The Filmmaker Who Went Behind Prison Walls
By definition, film directors have control issues. To fulfill their creative vision, they compel events and people and settings to conform to plan.
“I’m so bossy, I’m so bossy,” says award-winning O‘ahu film director Ciara Lacy, whose cinéma vérité documentary Out of State was selected for national distribution by the PBS series Independent Lens.
We at PBS Hawai‘i are proud to debut Out of State this month. The documentary follows two Native Hawaiian men who were sent to serve their prison sentences at privately owned Saguaro Correctional Center in Arizona. They’re connecting with their culture behind bars, far from home, and later they struggle to reintegrate into society on O‘ahu.
Controlling her circumstances had long been a hallmark of Ciara’s life. As a teenager, her relentless control of time and study habits helped propel her to honors as valedictorian at Kamehameha Schools Kapālama. Next came graduation from Yale University.
Instead of pursuing a job related to her psychology major, Ciara resolved to break into the music video business in New York. And she did so – by placing a Craigslist ad.

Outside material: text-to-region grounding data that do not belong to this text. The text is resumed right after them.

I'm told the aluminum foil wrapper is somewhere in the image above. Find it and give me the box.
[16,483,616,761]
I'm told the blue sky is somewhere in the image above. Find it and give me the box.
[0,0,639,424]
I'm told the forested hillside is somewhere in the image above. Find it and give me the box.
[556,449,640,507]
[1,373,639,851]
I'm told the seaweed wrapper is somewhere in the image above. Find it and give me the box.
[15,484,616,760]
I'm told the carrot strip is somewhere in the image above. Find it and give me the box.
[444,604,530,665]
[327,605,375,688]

Her ability to harness people and schedules and her creativity led to 10 years of consuming work in video production on the East and West Coasts.
“You want to show up and own the space and say, ‘This is how everything has to work.’ Right? This is my crew, this is my schedule, this is what it has to be,” Ciara explained on a recent episode of Long Story Short.

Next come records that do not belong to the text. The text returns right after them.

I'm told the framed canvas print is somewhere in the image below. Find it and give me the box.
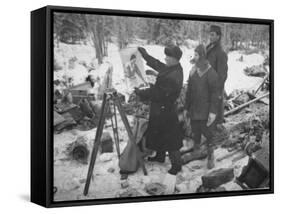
[31,5,274,207]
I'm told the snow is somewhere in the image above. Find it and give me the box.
[54,42,268,95]
[53,126,249,201]
[54,43,97,85]
[225,51,266,94]
[53,41,269,201]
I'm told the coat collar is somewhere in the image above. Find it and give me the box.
[196,63,211,77]
[190,62,211,78]
[206,41,221,53]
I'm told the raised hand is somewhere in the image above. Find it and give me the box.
[138,47,147,56]
[145,69,158,76]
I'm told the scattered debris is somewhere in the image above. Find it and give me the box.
[201,168,234,189]
[196,185,226,193]
[54,102,79,115]
[263,55,269,66]
[79,98,94,118]
[54,112,77,133]
[118,188,142,197]
[254,73,269,95]
[145,183,166,195]
[181,149,208,165]
[76,116,99,131]
[212,127,230,145]
[123,92,150,118]
[236,140,269,189]
[191,165,203,170]
[54,111,66,126]
[244,65,267,77]
[121,180,129,189]
[175,183,189,193]
[66,136,89,164]
[222,115,266,155]
[237,55,244,62]
[225,93,269,116]
[107,167,115,173]
[79,60,96,72]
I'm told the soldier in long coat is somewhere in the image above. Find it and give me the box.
[206,25,228,129]
[135,46,184,175]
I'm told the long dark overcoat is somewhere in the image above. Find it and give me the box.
[137,53,184,152]
[206,41,228,123]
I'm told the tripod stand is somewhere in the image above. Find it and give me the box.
[83,88,147,196]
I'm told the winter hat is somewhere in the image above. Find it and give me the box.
[194,44,209,70]
[210,25,222,36]
[164,46,183,61]
[194,44,206,58]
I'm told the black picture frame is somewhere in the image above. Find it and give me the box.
[31,5,274,208]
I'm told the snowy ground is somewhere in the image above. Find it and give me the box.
[53,42,269,201]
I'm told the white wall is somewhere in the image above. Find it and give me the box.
[0,0,279,212]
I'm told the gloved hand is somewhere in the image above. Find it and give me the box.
[206,112,216,127]
[134,87,141,96]
[145,69,158,76]
[138,47,147,56]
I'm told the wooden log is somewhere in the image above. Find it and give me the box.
[181,149,208,165]
[54,111,66,126]
[232,153,247,163]
[217,149,243,162]
[202,168,234,189]
[254,73,269,95]
[67,136,89,164]
[225,93,269,117]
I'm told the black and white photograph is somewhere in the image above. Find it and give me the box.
[51,9,272,203]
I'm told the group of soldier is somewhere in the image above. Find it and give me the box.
[134,25,228,175]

However, tell that to prison authorities who rule the roost and to prisoners who have more than enough reasons not to let down their guard. Ciara knew she wouldn’t be able to make the film she wanted, unless she released her need for control.
“When it came to working in the prison,” she said, “I call it Taoist filmmaking. You don’t have control and you just give it all up. And you say, ‘thank you for whatever you’re able to do.’”

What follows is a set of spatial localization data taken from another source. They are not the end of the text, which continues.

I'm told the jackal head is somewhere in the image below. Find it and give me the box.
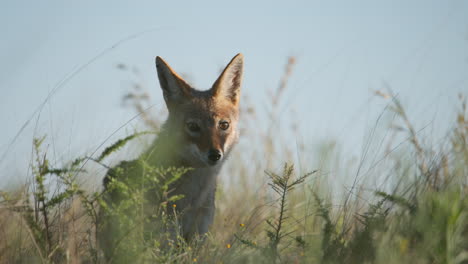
[155,54,244,167]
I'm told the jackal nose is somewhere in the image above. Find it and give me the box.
[208,149,222,162]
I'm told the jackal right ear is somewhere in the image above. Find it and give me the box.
[155,56,191,107]
[211,53,244,106]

All of five-feet-three inches tall and swimming in her husband’s long-sleeved shirt, Ciara says she employed a different “super power” in interacting with prison officials and prisoners.
“I brought a female presence into an all-male space and used collaboration. It wasn’t about me and what I get, it was about sharing.”
The result is a thought-provoking, multi-layered film, airing on May 6 at 9:00 pm on PBS Hawai‘i.
Congratulations to Ciara Lacy, her producer Beau Bassett of Honolulu and the documentary team. And best wishes to prisoners and ex-cons with their own kind of creative vision: seeing and striving to make better lives.